The Nightmare, the sequel to a
prominent Swedish crime of recent
years, The Hypnotist, by a husband and wife writing team known as Lars
Kepler, has the bones of a good book, undermined, especially in the
first half, by
some obvious flaws. Joona Linna, a Finno-Swedish super-detective, is
alternately held in awe by other cops and squeezed out of investigations
by the police hierarchy and the security police (in typical
crime-fiction fashion). The awe he inspires in other cops is naively
presented, and the obstructions placed in his way are a bit cliched. But
these problems fade away in the second half, particularly with the
development of a new character, Saga Bauer (whose name unfortunately
coincides with the wonderful female character in the Danish-Swedish TV
series, The Bridge, as well as a recurring description of her as rather
elfin--fortunately she's simply a bit under-confident rather than
autistic-ish, like the TV Saga).
Joona
Linna (who's almost always described by his full name) is not, in his
own mind, quite the superman that other people think he is.

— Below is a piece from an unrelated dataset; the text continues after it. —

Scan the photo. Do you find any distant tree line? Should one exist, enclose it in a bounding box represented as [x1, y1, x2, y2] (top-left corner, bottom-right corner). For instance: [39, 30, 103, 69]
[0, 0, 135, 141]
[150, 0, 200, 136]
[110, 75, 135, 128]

He's even a
bit insecure, at times, despite the intuition that is his strongest
investigative tool. The authors give him a flaw (a recurring severe
migraine that he under-treats because the medicine fogs his mind), and
he has a murky and evidently tragic past that only slowly comes to light
for the reader.
Joona's amazing investigative abilities are something like those of Jo
Nesbø's detective Harry Hole, but Joona is a bit less self-destructive;
both characters can be a bit irritating in their super-abilities, but
neither is ultimately totally unbelievable, and Joona is if anything a
bit less superhuman than Harry. There is, however, one action by Joona
in the climax that is hardly believable (but then some of Harry's
exploits beggar belief, too).
A number of the other characters, on the other hand,
are
cliches; the security police and SWAT team are drawn as
bloodthirsty cardboard cutouts of their roles, especially early in the
book. Some of the victims and a number of characters who are mostly
bystanders do have individual personalities, and the settings are
vividly drawn.
The plotting is the real strength of the book, along with the scene-setting. There are, however, some flashbacks that are intended to illuminate some of the character's biography and motivation, but some of these simply impede the story and pad out the page-count and may induce a bit of skimming on the reader's part.